Viajé a Nueva Orleans a finales del siglo XX y me quedé cinco años mientras terminaba un doctorado en la Universidad de Tulane. Me gusta la ciencia ficción y sospecho que me gustará más, ahora que tengo una rodilla de titanio desde hace siete meses. He publicado ocho libros de ficción, el último Humo (Random House, 2017).

Credo cuentístico

La teoría de la percepción señala que el mundo visible está limitado por nuestro pasado. Lo que hemos visto, sentido, olido, creído, leído. Esa es la experiencia sobre la que se arma cualquier cuento. Mientras más amplia es, crecen las posibilidades de que lo que se escriba resuene en el lector. Un cuento no es solo acción y palabras sino manipulación, edición, selección, interpretación e imaginación sobre ese material conocido. Tiendo a preferir los cuentos que no me llevan de la mano y me dicen cómo pensar. Tiendo a preferir los que no son pura pirotecnia verbal sin un interés por iluminar algo, por volver visible lo que antes estaba oculto. Tiendo a abandonar los que repiten una fórmula reconocible. Tiendo a dejarme llevar por los que me cuentan algo conocido de una manera diferente y me hacen llegar a otro sitio. Huyo de los que señalan el genio del autor. Me gustan los que dejan hablar a los personajes o los silencian y nos señalan su nerviosismo o los gestos que utilizan al callar. Me gustan los que me desconciertan, los que me hacen entregarme a lo que propone el autor. Me gustan los que me enseñan algo: como no intentar mostrarlo todo sino aferrarse a un detalle hasta volverlo esencial, por ejemplo. Me gustan los que prefieren lo desprolijo con alma a lo pulido y muerto. Me gustan los que saben tomar distancia de sus personajes, los que pueden observar y extraer algo de esa observación. Abandono los que respetan los buenos modales en la escritura, pero también a los que juzgan o se burlan de sus personajes. Me molestan los que asumen que todos pensamos igual. No me interesan los narradores que hablan desde un pedestal a sus feligreses. Me gustan los cuentos que no son inofensivos, los que cuestionan las costumbres aceptadas. Me parecen pueriles los que buscan escandalizar.

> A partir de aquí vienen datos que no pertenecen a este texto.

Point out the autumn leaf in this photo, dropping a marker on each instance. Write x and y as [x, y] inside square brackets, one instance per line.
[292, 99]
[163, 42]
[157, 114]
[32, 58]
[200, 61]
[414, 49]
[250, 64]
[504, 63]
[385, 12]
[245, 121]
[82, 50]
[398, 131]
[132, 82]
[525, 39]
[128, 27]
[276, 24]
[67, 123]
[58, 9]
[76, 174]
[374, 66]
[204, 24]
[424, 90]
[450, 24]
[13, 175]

¿Y después? Me gustan los que se alimentan de varias tradiciones. Los que se pueden leer en voz alta y, al oír un giro o una frase, un diente entra dentro del mecanismo de una rueda y algo hace, clic. Me gusta cuando al leer algo hace, clic. Me gusta cuando al escribir algo hace, clic. Me gusta que el cuento sea varias cosas. Que sea lo que escribía Jorge Ibargüengoitia, Rudyard Kipling, Grace Paley o César Dávila Andrade. Y lo que escribe Lorrie Moore, María Gainza o Claudia Hernández. Me gusta terminar de leer un cuento y querer escribir otro o salir a caminar. Me gusta que un libro de cuentos tenga una línea que los una, y me gusta que en un libro de cuentos todos sean diferentes. Me gusta que los cuentos alimenten lo salvaje que todos guardamos dentro.